Under Aiton the second, Kew Gardens began to fall off, lying as they did in the shade of royal neglect. George IV. began by showing some interest in them, which soon withered away. They were opened to “all well-dressed strangers” on Sundays in summer, the Botanic Garden being accessible at other times to those who took an interest in it; but the empty palace no longer attracted people of fashion, and for the ordinary citizen Kew was still rather out of the way, though “stages” left Piccadilly every quarter of an hour in the season, and in 1808 there were already “houses of entertainment” on Kew Green, as we find particularised in a guide-book of that date. Later on, the Gardens were open every day except Sunday. But by this time they were ceasing to be attractive. Aiton had been appointed director of all the royal parks and gardens, employment which appears to have taken off his attention from Kew, where money as well as interest ran short. The part kept up shrank to the dozen or score acres of the original Botanic Gardens, the rest relapsing into thickets that made a game preserve for Ernest, King of Hanover. A formidable rival was the Horticultural Society’s Garden at Turnham Green, recently removed to Wisley Common. By the beginning of Victoria’s reign, the Kew Gardens had fallen so low that there was a talk of breaking them up and dispersing the collection, to the indignation of the inhabitants, who had an old grievance that they had given part of their Green to enlarge this royal property, on the understanding that they were to be freely admitted to its amenities.

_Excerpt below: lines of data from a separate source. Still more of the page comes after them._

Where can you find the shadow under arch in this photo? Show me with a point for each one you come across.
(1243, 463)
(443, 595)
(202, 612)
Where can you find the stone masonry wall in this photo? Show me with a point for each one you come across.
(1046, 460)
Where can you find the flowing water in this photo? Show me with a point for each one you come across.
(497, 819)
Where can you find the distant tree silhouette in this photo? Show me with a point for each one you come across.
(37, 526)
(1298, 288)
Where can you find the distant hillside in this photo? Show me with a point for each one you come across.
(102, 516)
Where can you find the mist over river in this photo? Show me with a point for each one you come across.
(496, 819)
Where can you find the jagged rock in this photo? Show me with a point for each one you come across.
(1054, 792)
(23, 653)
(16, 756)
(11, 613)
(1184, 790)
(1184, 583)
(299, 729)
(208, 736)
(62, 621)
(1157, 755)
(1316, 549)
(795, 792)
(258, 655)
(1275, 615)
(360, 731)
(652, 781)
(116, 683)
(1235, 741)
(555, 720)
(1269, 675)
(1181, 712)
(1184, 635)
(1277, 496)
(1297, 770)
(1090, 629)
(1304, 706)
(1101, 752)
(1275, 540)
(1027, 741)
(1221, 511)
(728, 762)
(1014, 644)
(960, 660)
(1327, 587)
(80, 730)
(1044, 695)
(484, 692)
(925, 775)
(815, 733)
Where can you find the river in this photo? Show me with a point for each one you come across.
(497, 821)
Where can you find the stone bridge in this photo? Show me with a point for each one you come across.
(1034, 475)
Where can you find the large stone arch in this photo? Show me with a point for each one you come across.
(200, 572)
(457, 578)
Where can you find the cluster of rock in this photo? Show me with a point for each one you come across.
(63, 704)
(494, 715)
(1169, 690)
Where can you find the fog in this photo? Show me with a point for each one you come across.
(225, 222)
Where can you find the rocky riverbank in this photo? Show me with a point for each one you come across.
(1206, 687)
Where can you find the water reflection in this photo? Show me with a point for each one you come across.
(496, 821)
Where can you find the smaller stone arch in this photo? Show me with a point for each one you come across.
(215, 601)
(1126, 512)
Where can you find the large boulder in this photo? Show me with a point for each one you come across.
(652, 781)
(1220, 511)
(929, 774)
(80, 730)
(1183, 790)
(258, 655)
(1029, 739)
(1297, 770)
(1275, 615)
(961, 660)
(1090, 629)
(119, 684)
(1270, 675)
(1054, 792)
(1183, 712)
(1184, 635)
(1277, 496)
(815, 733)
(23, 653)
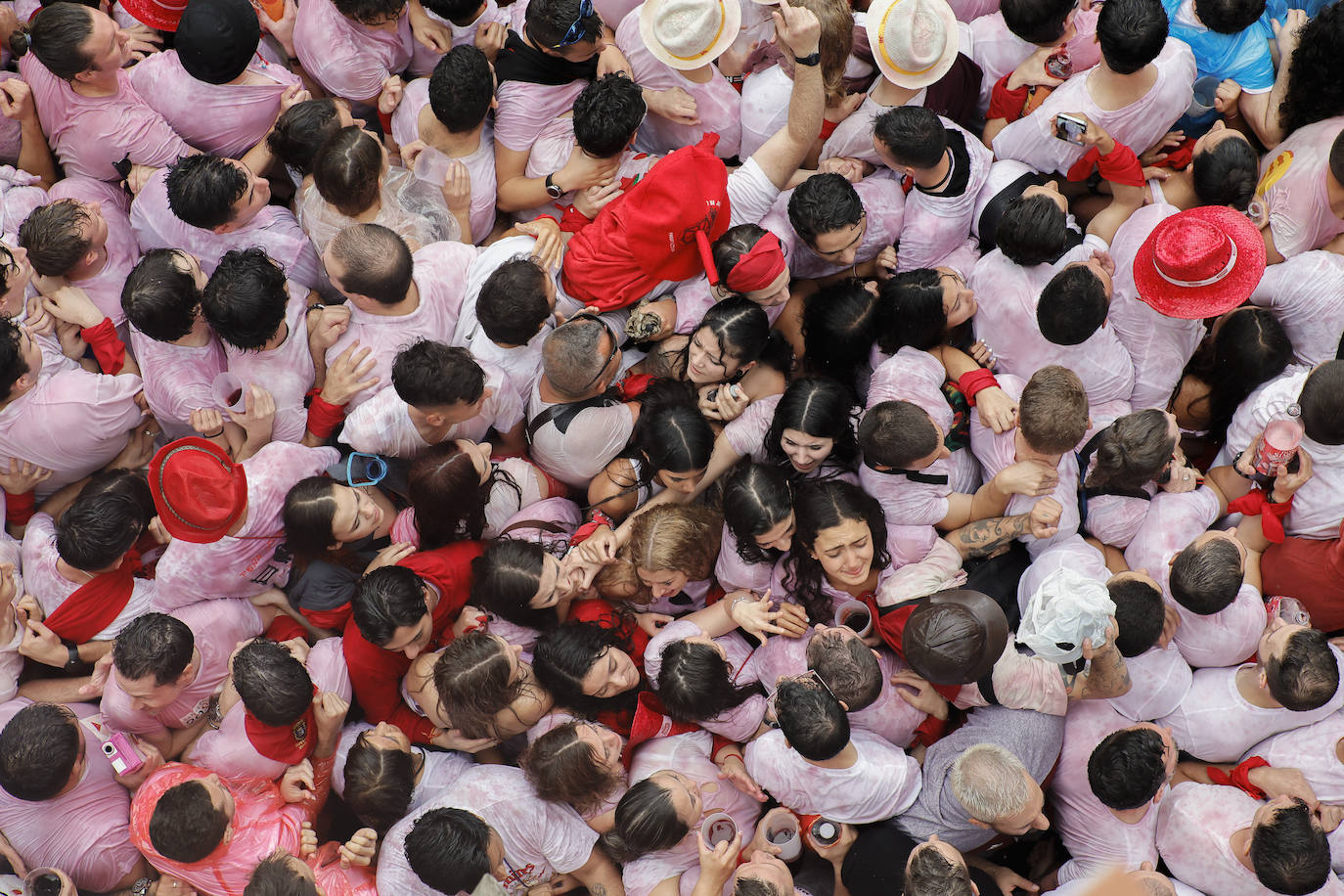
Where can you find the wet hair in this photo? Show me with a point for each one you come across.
(54, 237)
(1305, 675)
(549, 21)
(160, 298)
(563, 769)
(1226, 175)
(1032, 231)
(564, 655)
(606, 114)
(1127, 769)
(1206, 579)
(471, 676)
(347, 169)
(370, 13)
(1322, 409)
(433, 375)
(1290, 853)
(274, 876)
(380, 784)
(449, 849)
(1037, 22)
(915, 136)
(1053, 410)
(504, 580)
(840, 324)
(897, 434)
(912, 312)
(186, 827)
(203, 188)
(1315, 90)
(1131, 34)
(646, 823)
(448, 495)
(1249, 349)
(1140, 615)
(13, 366)
(513, 305)
(39, 748)
(100, 528)
(695, 683)
(377, 259)
(57, 35)
(812, 720)
(461, 87)
(387, 600)
(571, 355)
(848, 666)
(301, 130)
(273, 684)
(245, 299)
(823, 204)
(1132, 450)
(929, 874)
(1230, 17)
(822, 506)
(820, 407)
(755, 500)
(1073, 306)
(155, 644)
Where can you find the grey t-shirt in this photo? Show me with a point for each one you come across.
(1032, 737)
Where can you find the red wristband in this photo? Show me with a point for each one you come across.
(1005, 103)
(1240, 777)
(324, 417)
(1256, 503)
(974, 381)
(1121, 166)
(19, 508)
(107, 345)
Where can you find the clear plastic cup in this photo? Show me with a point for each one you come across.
(229, 392)
(718, 828)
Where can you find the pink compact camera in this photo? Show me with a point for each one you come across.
(124, 756)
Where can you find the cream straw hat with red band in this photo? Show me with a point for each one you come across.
(915, 42)
(689, 34)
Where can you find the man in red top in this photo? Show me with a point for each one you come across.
(398, 612)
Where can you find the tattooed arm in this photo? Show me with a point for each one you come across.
(600, 874)
(1105, 675)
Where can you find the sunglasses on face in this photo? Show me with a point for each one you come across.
(577, 29)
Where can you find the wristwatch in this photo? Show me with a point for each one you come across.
(553, 190)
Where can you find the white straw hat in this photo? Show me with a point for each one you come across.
(915, 42)
(689, 34)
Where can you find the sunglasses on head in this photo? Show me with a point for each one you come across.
(577, 29)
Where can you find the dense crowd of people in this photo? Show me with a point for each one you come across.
(839, 448)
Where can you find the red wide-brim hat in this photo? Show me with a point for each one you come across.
(198, 489)
(1199, 262)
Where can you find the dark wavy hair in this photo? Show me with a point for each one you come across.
(822, 506)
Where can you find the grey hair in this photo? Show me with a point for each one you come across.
(570, 357)
(989, 782)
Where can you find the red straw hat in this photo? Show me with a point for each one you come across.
(1199, 262)
(161, 15)
(200, 492)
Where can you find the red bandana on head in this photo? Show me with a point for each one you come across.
(758, 266)
(283, 743)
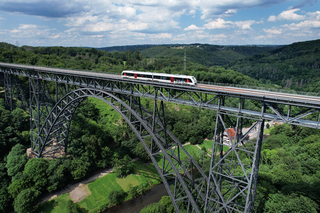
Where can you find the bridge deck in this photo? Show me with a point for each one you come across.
(276, 97)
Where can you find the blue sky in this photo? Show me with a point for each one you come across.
(102, 23)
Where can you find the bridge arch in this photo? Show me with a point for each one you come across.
(57, 124)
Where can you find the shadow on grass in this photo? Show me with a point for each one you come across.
(47, 206)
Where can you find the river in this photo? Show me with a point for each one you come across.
(135, 205)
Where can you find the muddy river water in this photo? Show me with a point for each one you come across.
(135, 205)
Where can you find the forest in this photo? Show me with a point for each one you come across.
(294, 66)
(288, 176)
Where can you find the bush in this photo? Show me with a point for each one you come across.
(116, 197)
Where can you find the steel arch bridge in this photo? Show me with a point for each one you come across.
(231, 182)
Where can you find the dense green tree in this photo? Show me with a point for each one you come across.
(19, 185)
(16, 160)
(5, 199)
(122, 167)
(26, 200)
(290, 203)
(116, 197)
(36, 169)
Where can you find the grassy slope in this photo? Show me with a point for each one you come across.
(102, 187)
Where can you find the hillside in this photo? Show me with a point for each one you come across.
(205, 54)
(208, 55)
(295, 66)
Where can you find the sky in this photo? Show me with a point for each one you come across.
(104, 23)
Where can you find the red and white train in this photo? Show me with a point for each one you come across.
(160, 77)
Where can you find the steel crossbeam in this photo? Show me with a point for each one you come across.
(231, 182)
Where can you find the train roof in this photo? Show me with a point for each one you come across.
(155, 73)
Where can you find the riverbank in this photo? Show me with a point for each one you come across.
(94, 195)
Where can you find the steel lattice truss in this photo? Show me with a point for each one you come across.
(231, 182)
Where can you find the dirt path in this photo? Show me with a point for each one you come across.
(78, 188)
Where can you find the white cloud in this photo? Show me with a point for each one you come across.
(220, 24)
(273, 31)
(288, 15)
(192, 27)
(245, 25)
(272, 18)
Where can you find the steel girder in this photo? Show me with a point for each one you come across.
(13, 91)
(231, 184)
(192, 96)
(233, 172)
(188, 192)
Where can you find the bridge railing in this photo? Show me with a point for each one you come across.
(282, 90)
(261, 88)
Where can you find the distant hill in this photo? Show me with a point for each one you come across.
(126, 48)
(296, 66)
(205, 54)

From such extinction Kew was rescued in 1840 by the report of a parliamentary committee, upon which steps were taken and funds provided for bringing the Gardens to their present position at once as a popular resort and as a national scientific collection, while still they remained nominally a royal demesne. Aiton being pensioned off, Sir W. J. Hooker, formerly Botanical Professor at Glasgow, was appointed Director. Here appears another case of heredity, for Hooker was the son of a botanist, and came to be replaced by his own son.

THE PEONIES

Under his management the Gardens grew apace, the botanic part being much enlarged, while the Museums of Economic Botany were now set on foot. Decimus Burton, the fashionable architect of his day, was called in to design new buildings like the Palm House, unrivalled in England unless by Paxton’s Great Conservatory at Chatworth, which was the model of the Crystal Palace. To make room for such useful structures, a sweep had to be made of many of the fanciful “temples” and other gimcrackeries of the Georgian age, specimens of which are still dotted about the grounds, now laid out on a principle of compromise with formality, “the aim being to weave the various collections of trees and shrubs into a whole, which should avoid an artificial and yet yield an agreeable effect, while still subserving a definite purpose.”

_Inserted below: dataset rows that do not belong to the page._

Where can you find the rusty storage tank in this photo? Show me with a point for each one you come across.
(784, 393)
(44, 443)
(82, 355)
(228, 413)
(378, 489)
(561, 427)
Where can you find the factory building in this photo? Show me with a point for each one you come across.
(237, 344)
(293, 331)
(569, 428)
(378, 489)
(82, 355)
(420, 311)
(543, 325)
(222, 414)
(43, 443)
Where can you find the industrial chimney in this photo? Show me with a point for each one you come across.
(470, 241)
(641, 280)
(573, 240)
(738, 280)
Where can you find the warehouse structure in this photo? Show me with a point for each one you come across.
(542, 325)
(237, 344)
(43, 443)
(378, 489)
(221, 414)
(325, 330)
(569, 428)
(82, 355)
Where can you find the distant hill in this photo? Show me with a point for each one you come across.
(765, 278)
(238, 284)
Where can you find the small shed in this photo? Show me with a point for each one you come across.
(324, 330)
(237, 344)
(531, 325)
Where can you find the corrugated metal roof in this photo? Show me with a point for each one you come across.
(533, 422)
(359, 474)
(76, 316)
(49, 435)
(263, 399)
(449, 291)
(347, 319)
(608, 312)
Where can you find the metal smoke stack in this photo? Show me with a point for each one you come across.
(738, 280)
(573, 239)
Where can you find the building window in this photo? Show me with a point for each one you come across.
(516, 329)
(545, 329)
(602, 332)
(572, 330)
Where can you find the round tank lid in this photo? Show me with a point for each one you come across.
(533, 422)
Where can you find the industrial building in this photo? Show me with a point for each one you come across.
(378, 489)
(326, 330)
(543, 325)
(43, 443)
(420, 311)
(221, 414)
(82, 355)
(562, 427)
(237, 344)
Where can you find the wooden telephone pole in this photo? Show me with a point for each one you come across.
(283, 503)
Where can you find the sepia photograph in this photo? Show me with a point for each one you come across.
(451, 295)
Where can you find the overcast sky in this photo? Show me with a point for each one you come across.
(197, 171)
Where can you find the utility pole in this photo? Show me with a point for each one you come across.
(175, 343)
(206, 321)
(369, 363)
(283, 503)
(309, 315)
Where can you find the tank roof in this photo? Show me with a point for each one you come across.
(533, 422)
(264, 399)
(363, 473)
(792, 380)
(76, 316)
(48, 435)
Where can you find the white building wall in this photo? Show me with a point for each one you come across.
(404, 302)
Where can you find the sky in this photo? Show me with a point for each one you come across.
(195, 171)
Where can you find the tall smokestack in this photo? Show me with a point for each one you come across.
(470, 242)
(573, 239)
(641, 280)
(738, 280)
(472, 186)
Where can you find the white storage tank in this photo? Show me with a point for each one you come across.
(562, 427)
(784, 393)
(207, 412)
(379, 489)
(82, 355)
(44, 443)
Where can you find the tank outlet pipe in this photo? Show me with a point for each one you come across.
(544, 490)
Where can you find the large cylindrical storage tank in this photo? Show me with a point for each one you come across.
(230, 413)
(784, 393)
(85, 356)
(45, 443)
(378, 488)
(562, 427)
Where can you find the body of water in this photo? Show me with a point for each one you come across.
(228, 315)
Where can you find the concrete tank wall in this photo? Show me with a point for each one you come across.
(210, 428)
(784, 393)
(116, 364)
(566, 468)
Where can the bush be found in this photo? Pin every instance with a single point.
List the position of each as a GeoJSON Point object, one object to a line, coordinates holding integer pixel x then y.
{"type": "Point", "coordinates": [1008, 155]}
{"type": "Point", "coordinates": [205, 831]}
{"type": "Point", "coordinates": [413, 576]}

In 1865, Sir W. J. Hooker was succeeded by Sir J. D. Hooker, who in his younger days had made adventurous journeys to the Himalayas and elsewhere in the interest of botanical science. He still lives at a good old age, after twenty years’ service having given place to his son-in-law, Sir W. T. Thiselton-Dyer, who also has gone on the emeritus list; and the present head is Colonel Prain, whose experience in India should give a new strain of efficiency.

Sir Joseph Hooker’s management was marked by a vehement quarrel between him and his official superior, Mr. Ayrton, head of the Board of Works, a Kew man by birth, who perhaps for that reason felt himself the more moved to aggressive interference. The scientific world warmly took up the cause of its confrère; and Ayrton earned general unpopularity by his overbearing tone; but Sir Algernon West, then Private Secretary to the Prime Minister, Gladstone, after having had a good deal of trouble over arranging the dispute, gives us his opinion that there were faults on both sides.